The European Court of Human Rights on Thursday struck down a legal challenge filed by a gay rights activist in the Northern Irish so-called gay cake case.
The court ruled that the complaint was inadmissible because the plaintiff, Gareth Lee, had failed to raise his European Convention of Human Rights arguments to the U.K. authorities and to use all the U.K.’s judicial pathways.
“The applicant had not invoked his Convention rights at any point in the domestic proceedings,” the ECHR judges ruled in a final decision. “Because he had failed to exhaust domestic remedies, the application was inadmissible.”
Lee, a 52-year-old British gay rights activist and member of the LGBTQ+ organization Queerspace, brought the case to the ECHR after the U.K. Supreme Court ruled that he was not discriminated against based on his sexual orientation, when a Christian-run bakery in Belfast refused to make him a cake with the slogan “Support Gay Marriage.” Lee claimed the Supreme Court “failed to give appropriate weight” to him under the European Convention of Human Rights.

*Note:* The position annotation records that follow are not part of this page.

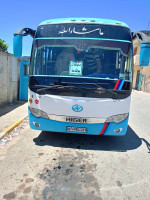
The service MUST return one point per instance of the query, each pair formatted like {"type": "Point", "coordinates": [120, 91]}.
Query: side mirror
{"type": "Point", "coordinates": [17, 41]}
{"type": "Point", "coordinates": [145, 47]}
{"type": "Point", "coordinates": [17, 45]}
{"type": "Point", "coordinates": [145, 54]}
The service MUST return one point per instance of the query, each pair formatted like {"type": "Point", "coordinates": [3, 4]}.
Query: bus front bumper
{"type": "Point", "coordinates": [114, 129]}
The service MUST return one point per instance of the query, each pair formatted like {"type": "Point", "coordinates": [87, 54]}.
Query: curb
{"type": "Point", "coordinates": [11, 127]}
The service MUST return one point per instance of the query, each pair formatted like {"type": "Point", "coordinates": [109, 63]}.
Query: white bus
{"type": "Point", "coordinates": [80, 76]}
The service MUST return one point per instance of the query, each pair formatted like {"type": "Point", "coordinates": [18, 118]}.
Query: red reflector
{"type": "Point", "coordinates": [37, 101]}
{"type": "Point", "coordinates": [104, 128]}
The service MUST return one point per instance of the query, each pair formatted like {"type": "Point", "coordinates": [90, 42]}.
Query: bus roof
{"type": "Point", "coordinates": [84, 20]}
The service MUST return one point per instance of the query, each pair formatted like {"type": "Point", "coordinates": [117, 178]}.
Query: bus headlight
{"type": "Point", "coordinates": [117, 118]}
{"type": "Point", "coordinates": [38, 113]}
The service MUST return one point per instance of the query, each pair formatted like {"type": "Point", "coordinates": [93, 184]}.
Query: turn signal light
{"type": "Point", "coordinates": [30, 100]}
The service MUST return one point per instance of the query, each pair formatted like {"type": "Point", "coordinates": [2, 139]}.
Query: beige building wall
{"type": "Point", "coordinates": [9, 78]}
{"type": "Point", "coordinates": [145, 71]}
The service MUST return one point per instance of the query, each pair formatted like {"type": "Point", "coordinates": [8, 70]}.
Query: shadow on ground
{"type": "Point", "coordinates": [109, 143]}
{"type": "Point", "coordinates": [9, 107]}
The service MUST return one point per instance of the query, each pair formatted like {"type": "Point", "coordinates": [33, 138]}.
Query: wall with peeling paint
{"type": "Point", "coordinates": [9, 78]}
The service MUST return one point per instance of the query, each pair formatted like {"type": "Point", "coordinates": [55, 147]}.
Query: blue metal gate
{"type": "Point", "coordinates": [24, 78]}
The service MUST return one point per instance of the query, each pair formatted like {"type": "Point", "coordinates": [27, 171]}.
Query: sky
{"type": "Point", "coordinates": [30, 13]}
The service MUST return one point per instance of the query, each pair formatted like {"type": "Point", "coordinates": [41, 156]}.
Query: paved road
{"type": "Point", "coordinates": [39, 165]}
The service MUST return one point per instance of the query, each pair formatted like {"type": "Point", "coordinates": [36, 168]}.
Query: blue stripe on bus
{"type": "Point", "coordinates": [92, 129]}
{"type": "Point", "coordinates": [51, 38]}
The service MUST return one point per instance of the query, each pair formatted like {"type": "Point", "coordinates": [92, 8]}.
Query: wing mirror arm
{"type": "Point", "coordinates": [145, 47]}
{"type": "Point", "coordinates": [17, 41]}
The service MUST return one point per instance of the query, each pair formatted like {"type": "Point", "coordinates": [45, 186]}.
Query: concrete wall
{"type": "Point", "coordinates": [9, 78]}
{"type": "Point", "coordinates": [145, 71]}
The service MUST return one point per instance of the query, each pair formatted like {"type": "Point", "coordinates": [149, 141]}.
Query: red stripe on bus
{"type": "Point", "coordinates": [117, 84]}
{"type": "Point", "coordinates": [104, 128]}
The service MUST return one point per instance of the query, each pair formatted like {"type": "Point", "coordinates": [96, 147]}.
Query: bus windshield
{"type": "Point", "coordinates": [82, 58]}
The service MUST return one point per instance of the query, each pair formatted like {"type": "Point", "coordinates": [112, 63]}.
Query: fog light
{"type": "Point", "coordinates": [36, 124]}
{"type": "Point", "coordinates": [118, 130]}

The row started in May 2014 when Lee ordered a £36.50 cake from the Ashers bakery with “Support Gay Marriage” and the Queerspace logo iced on it for an event held by campaigners for same-sex marriage in Northern Ireland.
The bakery owners, Daniel and Amy McArthur, who hold the religious belief that the only acceptable form of marriage is between a man and a woman, first took the order but later refused to make the cake because of the slogan “Support Gay Marriage.”
Lee launched a legal case against the owners and the bakery for sexual orientation discrimination. He won the case in a Northern Irish court but the McArthurs appealed the decision, arguing they didn’t discriminate against Lee.
The case eventually landed in the U.K. Supreme Court, which ruled in 2018 that Lee was not discriminated against as the McArthurs’ objection was “not to Mr. Lee, but to being required to promote the message on the cake.”